I’ll tell you where. It’s been lost in Keith Smart land. Buried beneath the Kwame Brown Era.
Trapped in Joe Lacob-ville.
The Nightmare: Are you one of those who’s been saying that Don Nelson blew this draft pick? That Greg Monroe is clearly a better basketball player than Ekpe Udoh?
Well, chew on that +18. And the fact that Udoh is once again leading the entire Warriors team in +/-. Think that’s an accident?
Wondering how he does it, scoring only 4 points? I’ll tell you how. He does it like he did it tonight, by guarding the entire Portland team, all over the floor. Making it tough on their best scorer, LaMarcus Aldridge. And still making every single rotation. Blocking shots. Generating steals. Disrupting.
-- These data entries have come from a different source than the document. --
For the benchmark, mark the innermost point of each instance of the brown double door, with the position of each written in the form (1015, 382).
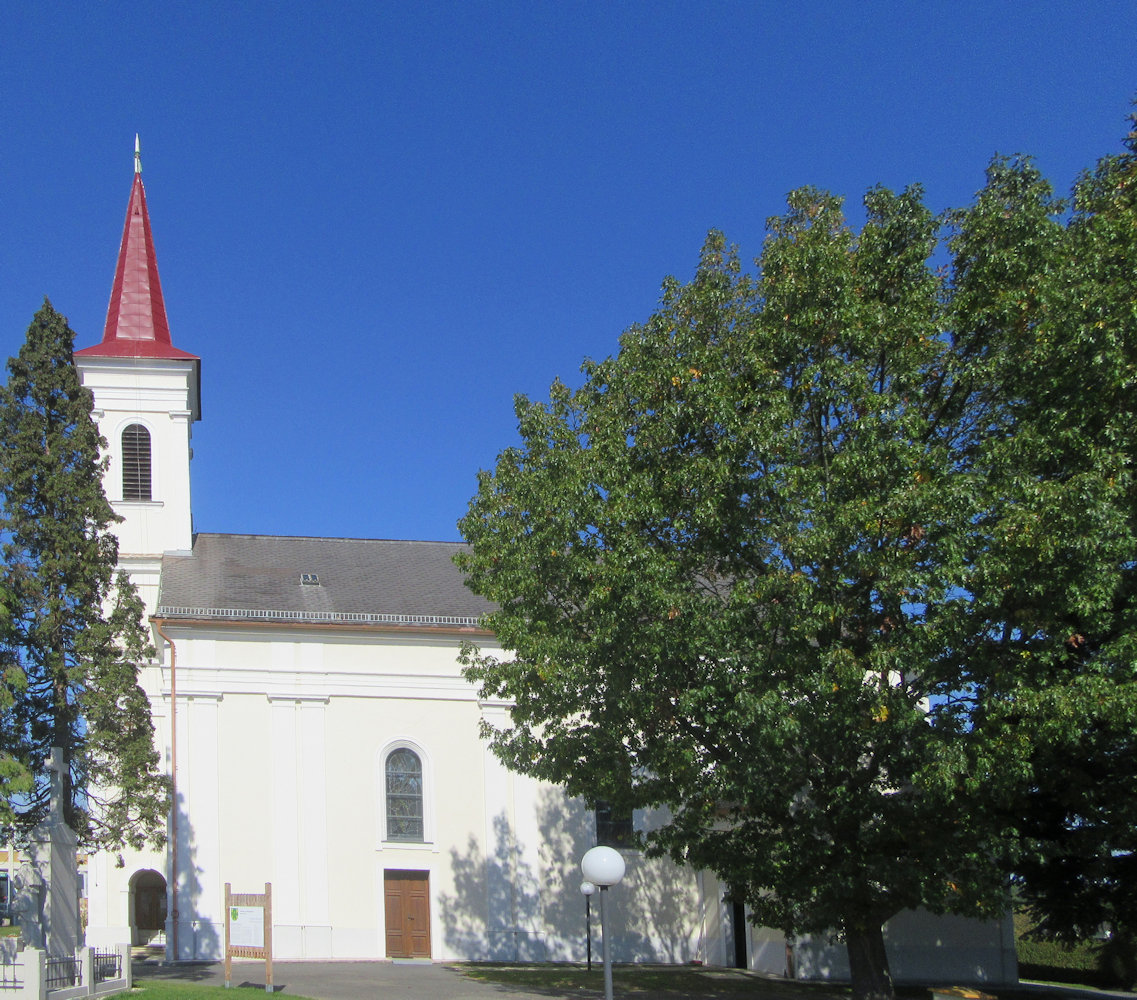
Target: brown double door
(406, 903)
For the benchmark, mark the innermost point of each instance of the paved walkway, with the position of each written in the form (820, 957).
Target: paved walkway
(340, 980)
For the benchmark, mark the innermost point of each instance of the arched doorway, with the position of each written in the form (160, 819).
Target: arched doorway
(148, 906)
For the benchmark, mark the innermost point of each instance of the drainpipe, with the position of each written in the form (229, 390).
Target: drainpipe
(173, 778)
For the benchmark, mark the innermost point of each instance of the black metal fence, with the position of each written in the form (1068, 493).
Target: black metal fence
(10, 976)
(108, 965)
(61, 973)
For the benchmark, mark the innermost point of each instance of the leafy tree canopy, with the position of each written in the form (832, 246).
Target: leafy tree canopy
(73, 639)
(828, 557)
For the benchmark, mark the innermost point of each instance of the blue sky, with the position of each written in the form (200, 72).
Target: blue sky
(378, 222)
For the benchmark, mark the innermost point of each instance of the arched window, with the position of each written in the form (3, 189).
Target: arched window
(404, 796)
(137, 463)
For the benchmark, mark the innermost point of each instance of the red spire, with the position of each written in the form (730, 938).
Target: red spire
(137, 325)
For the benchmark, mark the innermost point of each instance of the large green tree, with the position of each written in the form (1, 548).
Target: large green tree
(818, 559)
(1055, 309)
(722, 566)
(74, 639)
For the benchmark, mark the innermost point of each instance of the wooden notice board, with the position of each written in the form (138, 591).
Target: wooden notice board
(249, 930)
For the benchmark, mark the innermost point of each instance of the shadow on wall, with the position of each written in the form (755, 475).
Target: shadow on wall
(924, 948)
(522, 902)
(196, 939)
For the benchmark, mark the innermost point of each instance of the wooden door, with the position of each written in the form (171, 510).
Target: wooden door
(406, 897)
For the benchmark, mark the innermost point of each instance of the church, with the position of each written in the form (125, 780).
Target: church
(320, 736)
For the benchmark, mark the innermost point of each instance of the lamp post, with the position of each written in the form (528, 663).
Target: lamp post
(587, 889)
(604, 867)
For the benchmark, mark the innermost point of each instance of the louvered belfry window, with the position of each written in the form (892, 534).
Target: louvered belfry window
(137, 463)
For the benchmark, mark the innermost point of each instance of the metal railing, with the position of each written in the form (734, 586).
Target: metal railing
(61, 972)
(108, 965)
(10, 976)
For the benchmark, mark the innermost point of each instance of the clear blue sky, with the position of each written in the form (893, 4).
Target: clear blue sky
(378, 222)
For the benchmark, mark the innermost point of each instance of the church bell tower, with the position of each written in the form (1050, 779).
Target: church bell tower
(147, 397)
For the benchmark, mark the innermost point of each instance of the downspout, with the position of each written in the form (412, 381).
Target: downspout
(173, 780)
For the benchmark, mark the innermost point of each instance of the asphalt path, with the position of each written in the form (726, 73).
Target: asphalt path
(339, 980)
That’s what a winning player looks like.
Udoh did something new in this game, that I think was a very positive development. He crashed the offensive boards. He picked up two, but it was actually more than that, because he also generated two loose ball fouls. This is one more way in which a smaller but more mobile big man can and should be utilized.
I called Udoh a longshot sleeper in my fantasy basketball preview this year. I didn’t draft him, because I believed we were in for a long and nightmarish Kwame Brown Era.
But I just picked him up off the waiver wire. The four points ain’t great. But 7 boards, 2 assists, 2 blocks and 2 steals? That’s the stealth way to win a fantasy league. If Udoh keeps picking up 26 minutes a game, I’m pretty sure he’ll help me.
He’ll sure as hell help the Warriors.